Il importe également, et c’est un point important, de travailler en harmonie avec l’Union européenne. Vous nous avez dit, monsieur le rapporteur, que vous vouliez poser un jalon avant d’entreprendre des démarches plus importantes ou plus globales au niveau européen. Mais est-il vraiment utile de créer une procédure spécifique sur un sujet aussi précis, avant de travailler avec l’Union européenne à une régulation plus générale ? Nous constatons, même si nous trouvons toujours que les choses évoluent trop lentement au niveau européen, qu’il se passe des choses en la matière. Une consultation publique sur la désinformation a été lancée ; il existe par ailleurs une task force, autrement dit une cellule de communication stratégique, à destination de l’Europe orientale, qui sert à contrer les campagnes de désinformation qui pourraient provenir de cette région.

Pour en revenir à la définition des fausses nouvelles, je vous ferai remarquer que l’Union européenne en a proposé une : « informations dont on peut vérifier qu’elles sont fausses ou trompeuses, qui sont créées, présentées et diffusées dans un but lucratif ou dans l’intention délibérée de tromper le public et qui sont susceptibles de causer un préjudice public ». Cette formulation aurait pu nous être utile pour élaborer notre propre définition des fausses nouvelles.

Votre idée de réglementer les plateformes et de les faire monter en première ligne est utile, mais il existe déjà, au niveau européen, le projet de créer un code de bonnes pratiques, mis au point par les plateformes en lignes elles-mêmes, associé à un réseau européen de vérificateurs de faits.

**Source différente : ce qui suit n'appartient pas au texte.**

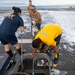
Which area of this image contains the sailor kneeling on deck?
[32,24,62,67]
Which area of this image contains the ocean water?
[0,3,75,10]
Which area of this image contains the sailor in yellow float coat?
[32,24,62,67]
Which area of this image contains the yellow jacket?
[35,24,62,46]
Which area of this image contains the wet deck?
[0,9,75,75]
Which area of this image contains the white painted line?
[18,39,32,43]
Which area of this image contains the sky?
[0,0,75,6]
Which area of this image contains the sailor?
[30,5,42,31]
[0,6,24,57]
[27,0,32,16]
[32,24,62,67]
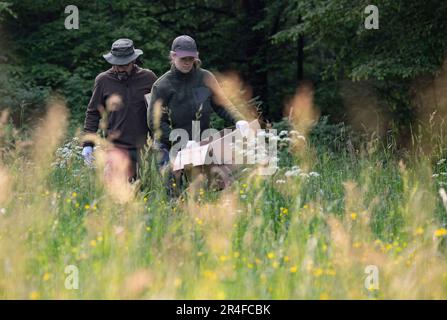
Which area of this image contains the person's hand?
[82,146,93,166]
[236,120,250,137]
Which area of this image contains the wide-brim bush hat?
[103,39,143,66]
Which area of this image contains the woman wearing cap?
[148,35,247,191]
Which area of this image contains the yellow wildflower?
[435,228,447,238]
[29,291,40,300]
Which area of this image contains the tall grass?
[0,92,447,299]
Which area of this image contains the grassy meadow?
[0,87,447,299]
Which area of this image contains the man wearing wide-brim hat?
[82,39,157,180]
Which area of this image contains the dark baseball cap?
[171,35,199,58]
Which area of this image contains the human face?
[172,53,196,73]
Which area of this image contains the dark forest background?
[0,0,447,146]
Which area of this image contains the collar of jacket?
[171,64,196,80]
[109,64,140,79]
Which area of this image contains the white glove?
[82,146,93,166]
[236,120,250,137]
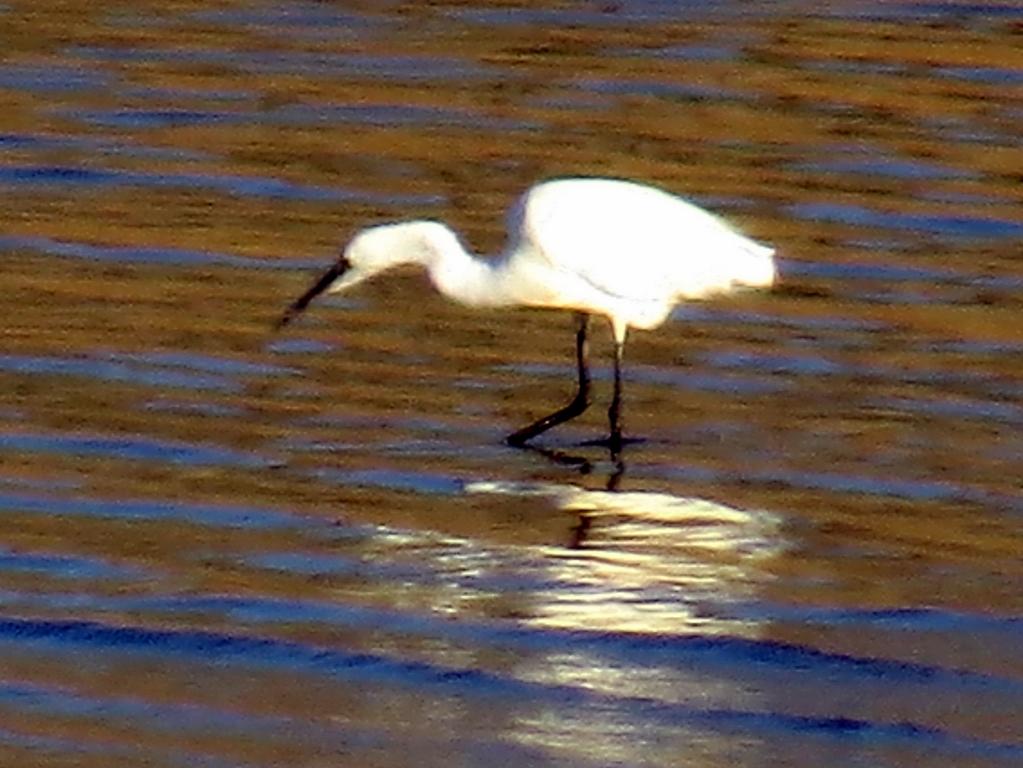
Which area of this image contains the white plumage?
[279,178,775,452]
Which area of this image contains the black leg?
[504,312,589,447]
[608,342,625,459]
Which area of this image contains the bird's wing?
[513,179,772,302]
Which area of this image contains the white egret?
[277,178,775,453]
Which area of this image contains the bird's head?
[277,221,451,328]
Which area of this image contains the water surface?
[0,0,1023,767]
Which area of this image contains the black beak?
[274,256,352,330]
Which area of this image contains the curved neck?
[426,223,517,307]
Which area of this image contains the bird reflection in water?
[464,455,785,635]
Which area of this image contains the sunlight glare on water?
[0,0,1023,768]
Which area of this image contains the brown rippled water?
[0,0,1023,766]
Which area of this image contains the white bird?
[277,178,776,454]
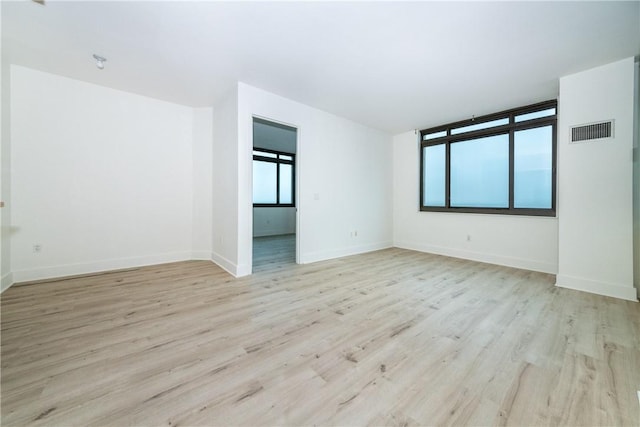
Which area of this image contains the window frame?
[419,99,558,217]
[251,147,296,208]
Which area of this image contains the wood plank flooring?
[253,234,296,273]
[0,249,640,426]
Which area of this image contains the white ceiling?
[2,0,640,133]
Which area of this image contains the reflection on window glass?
[279,164,293,204]
[422,130,447,141]
[513,126,553,209]
[516,108,556,123]
[253,150,278,159]
[422,144,446,206]
[450,134,509,208]
[253,160,278,203]
[451,117,509,135]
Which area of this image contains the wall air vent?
[571,120,613,143]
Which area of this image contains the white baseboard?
[0,273,13,294]
[300,242,393,264]
[209,252,238,277]
[13,252,192,283]
[556,274,638,302]
[394,242,558,274]
[191,251,211,261]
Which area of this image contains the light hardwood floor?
[253,234,296,273]
[1,249,640,426]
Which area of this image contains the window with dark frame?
[420,100,557,216]
[253,148,295,207]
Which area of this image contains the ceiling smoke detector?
[93,53,107,70]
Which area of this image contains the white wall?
[633,59,640,292]
[211,87,238,275]
[393,131,558,273]
[0,7,13,292]
[238,83,393,275]
[557,58,637,300]
[11,65,193,281]
[191,108,213,260]
[253,207,296,237]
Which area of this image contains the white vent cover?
[570,120,613,143]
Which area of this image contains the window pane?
[516,108,556,123]
[451,135,509,208]
[451,117,509,135]
[422,130,447,141]
[280,164,293,204]
[513,126,553,209]
[253,160,278,203]
[422,144,446,207]
[253,150,278,159]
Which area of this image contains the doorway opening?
[252,117,298,273]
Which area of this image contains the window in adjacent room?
[420,100,557,216]
[253,148,295,207]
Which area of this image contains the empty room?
[0,0,640,426]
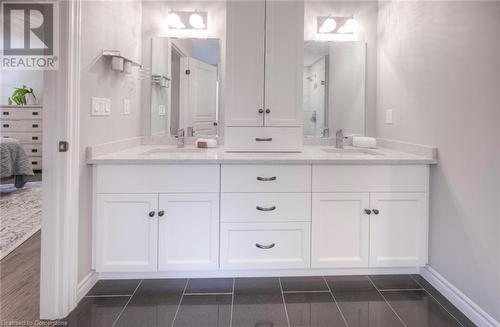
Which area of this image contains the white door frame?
[40,0,81,319]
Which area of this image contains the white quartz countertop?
[87,145,437,165]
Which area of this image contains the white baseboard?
[420,266,500,327]
[76,270,99,303]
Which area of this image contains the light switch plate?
[385,109,393,124]
[123,99,130,116]
[91,97,111,116]
[158,104,167,116]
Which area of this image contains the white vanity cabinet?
[312,165,429,268]
[225,0,304,151]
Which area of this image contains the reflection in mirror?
[151,37,220,137]
[303,41,366,137]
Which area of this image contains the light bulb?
[167,12,186,29]
[319,17,337,33]
[189,13,205,29]
[338,18,358,34]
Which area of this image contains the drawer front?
[94,165,219,193]
[221,165,311,193]
[29,157,42,170]
[2,130,42,143]
[312,165,429,192]
[221,193,311,222]
[220,223,310,269]
[0,108,42,120]
[224,127,303,152]
[0,119,42,132]
[22,144,42,157]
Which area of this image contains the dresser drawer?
[0,119,42,133]
[220,223,310,269]
[29,157,42,170]
[2,130,42,143]
[22,144,42,157]
[224,126,303,152]
[94,165,219,193]
[221,193,311,222]
[221,165,311,193]
[0,108,42,120]
[312,165,429,192]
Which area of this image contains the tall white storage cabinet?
[225,1,304,151]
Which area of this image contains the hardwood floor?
[0,231,41,325]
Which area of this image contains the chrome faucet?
[176,128,184,148]
[335,129,344,149]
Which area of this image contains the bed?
[0,137,34,188]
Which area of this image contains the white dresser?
[0,106,42,170]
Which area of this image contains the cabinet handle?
[255,206,276,211]
[257,176,276,182]
[255,243,276,250]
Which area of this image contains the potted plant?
[8,85,36,106]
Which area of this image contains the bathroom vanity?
[89,145,435,277]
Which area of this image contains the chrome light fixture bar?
[167,11,208,30]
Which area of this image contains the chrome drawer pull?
[255,206,276,211]
[257,176,276,182]
[255,243,276,250]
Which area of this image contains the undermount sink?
[142,148,202,154]
[321,148,382,156]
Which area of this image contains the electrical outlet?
[385,109,393,124]
[158,104,167,116]
[91,97,111,116]
[123,99,130,116]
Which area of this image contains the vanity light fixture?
[167,11,207,30]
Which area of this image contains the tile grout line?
[322,276,349,327]
[411,276,464,327]
[229,278,236,327]
[278,277,290,327]
[112,279,143,327]
[366,276,408,327]
[170,278,189,327]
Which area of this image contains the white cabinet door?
[158,193,219,271]
[225,0,266,126]
[370,193,428,267]
[265,1,304,126]
[311,193,370,268]
[95,194,158,272]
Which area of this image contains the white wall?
[304,0,378,136]
[78,1,142,280]
[376,1,500,321]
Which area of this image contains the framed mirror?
[151,37,220,137]
[303,41,366,137]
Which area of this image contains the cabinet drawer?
[22,144,42,157]
[224,126,303,152]
[220,223,310,269]
[2,130,42,143]
[221,193,311,222]
[0,108,42,119]
[0,119,42,132]
[221,165,311,193]
[312,165,429,192]
[94,165,219,193]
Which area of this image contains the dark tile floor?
[66,275,474,327]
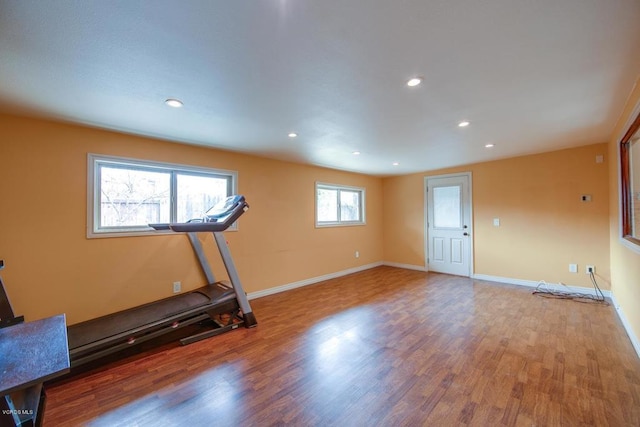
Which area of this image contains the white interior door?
[426,173,472,277]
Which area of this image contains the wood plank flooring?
[45,267,640,427]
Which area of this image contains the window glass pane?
[318,188,338,222]
[100,165,171,227]
[176,174,229,222]
[340,190,360,221]
[433,185,462,228]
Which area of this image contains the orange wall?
[0,115,383,323]
[383,144,611,289]
[609,78,640,351]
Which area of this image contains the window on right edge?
[316,182,365,231]
[620,109,640,246]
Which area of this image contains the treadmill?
[67,195,257,368]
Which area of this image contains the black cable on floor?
[533,271,609,305]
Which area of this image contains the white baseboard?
[247,262,383,300]
[382,261,429,271]
[471,274,611,297]
[611,294,640,358]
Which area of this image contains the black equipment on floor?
[68,195,257,367]
[0,259,24,328]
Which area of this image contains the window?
[316,183,365,227]
[88,154,237,237]
[620,108,640,248]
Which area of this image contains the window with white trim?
[87,154,237,237]
[316,182,365,227]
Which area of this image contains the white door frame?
[422,172,475,277]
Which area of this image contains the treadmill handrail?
[149,196,249,233]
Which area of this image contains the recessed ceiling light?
[164,98,184,108]
[407,77,422,87]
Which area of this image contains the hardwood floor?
[45,267,640,427]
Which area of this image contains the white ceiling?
[0,0,640,175]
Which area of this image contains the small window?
[88,154,237,237]
[316,183,365,227]
[620,113,640,249]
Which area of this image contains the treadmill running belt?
[68,292,211,349]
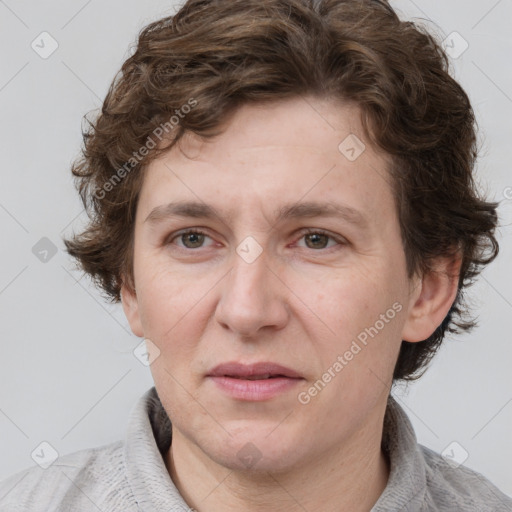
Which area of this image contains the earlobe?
[121,283,144,338]
[402,255,462,343]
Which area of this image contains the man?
[0,0,512,512]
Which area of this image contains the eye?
[167,229,215,249]
[294,229,347,249]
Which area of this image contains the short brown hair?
[65,0,498,380]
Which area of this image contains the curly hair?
[65,0,499,380]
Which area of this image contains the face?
[122,98,428,470]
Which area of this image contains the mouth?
[207,362,304,401]
[208,362,302,380]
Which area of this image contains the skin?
[122,97,458,512]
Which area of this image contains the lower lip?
[210,376,303,402]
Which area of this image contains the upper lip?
[208,362,302,379]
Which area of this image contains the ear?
[121,279,144,338]
[402,254,462,342]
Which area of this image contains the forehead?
[138,97,394,230]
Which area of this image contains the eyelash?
[167,228,348,252]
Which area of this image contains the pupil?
[307,233,327,247]
[185,233,204,247]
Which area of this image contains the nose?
[215,251,289,339]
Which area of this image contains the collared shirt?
[0,387,512,512]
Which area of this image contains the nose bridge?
[216,240,287,336]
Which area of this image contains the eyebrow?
[144,201,369,229]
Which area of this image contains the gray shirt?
[0,387,512,512]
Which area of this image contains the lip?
[207,362,303,402]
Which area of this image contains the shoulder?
[419,445,512,512]
[0,441,138,512]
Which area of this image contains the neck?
[166,406,389,512]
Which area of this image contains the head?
[66,0,498,467]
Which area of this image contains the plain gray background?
[0,0,512,495]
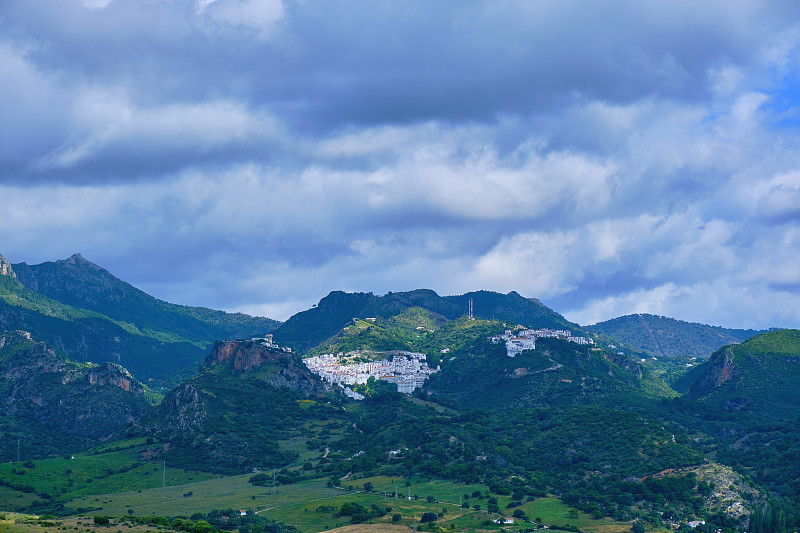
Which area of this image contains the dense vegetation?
[586,313,763,357]
[0,250,800,533]
[0,256,277,385]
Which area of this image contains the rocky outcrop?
[0,255,17,278]
[0,331,149,439]
[605,352,642,379]
[689,346,741,397]
[204,340,325,396]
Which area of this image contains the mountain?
[425,324,675,409]
[274,289,583,352]
[0,331,150,459]
[585,313,763,358]
[689,329,800,420]
[129,341,338,474]
[0,254,278,383]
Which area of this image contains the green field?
[0,438,630,533]
[54,475,630,533]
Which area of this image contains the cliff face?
[0,331,148,439]
[689,346,741,397]
[204,341,325,396]
[130,341,336,473]
[0,255,17,278]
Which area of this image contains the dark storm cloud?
[0,0,800,327]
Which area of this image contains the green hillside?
[128,341,341,474]
[12,254,280,343]
[426,330,676,409]
[0,252,277,384]
[586,313,763,358]
[689,329,800,420]
[0,331,157,461]
[274,289,583,352]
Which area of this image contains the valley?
[0,252,800,533]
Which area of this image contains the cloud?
[0,0,800,327]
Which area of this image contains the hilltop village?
[489,326,594,357]
[303,351,439,400]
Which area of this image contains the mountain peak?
[0,255,17,278]
[64,253,94,265]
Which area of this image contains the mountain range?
[586,313,764,358]
[0,254,279,385]
[0,250,800,533]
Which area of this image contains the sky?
[0,0,800,328]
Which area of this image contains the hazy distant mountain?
[585,314,764,357]
[275,289,583,351]
[0,254,278,382]
[689,329,800,419]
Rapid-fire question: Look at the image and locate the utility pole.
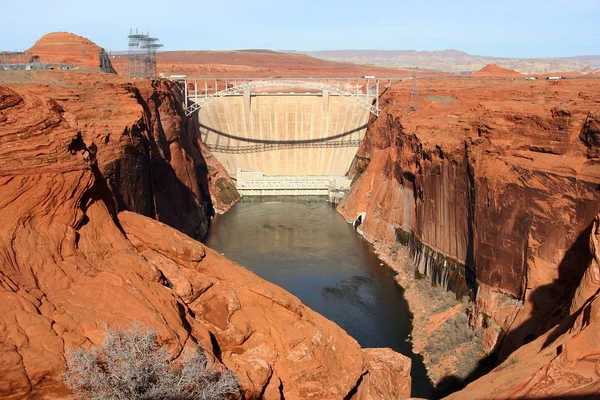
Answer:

Si les plateformes ont accepté de jouer le jeu, c’est parce qu’elles craignent que l’Union européenne n’adopte des règles trop coercitives.

Cette proposition de loi aborde un sujet très important, je le répète, mais il me semble que cette focalisation sur la période des campagnes électorales n’est pas pertinente, car ce sont des faits qui me semblent moins graves que tous les discours de haine qui circulent aujourd’hui sur internet.

Il me semble donc important, au-delà de la question des élections européennes, de trouver une réponse efficace contre les déferlements de haine que nous constatons sur internet, et qui ont des conséquences délétères sur notre société et notre vivre-ensemble. Continuons à travailler, parce que cette proposition de loi, partielle et imprécise, n’est pas à la hauteur de nos attentes. Je vous invite donc à voter cette motion de rejet préalable.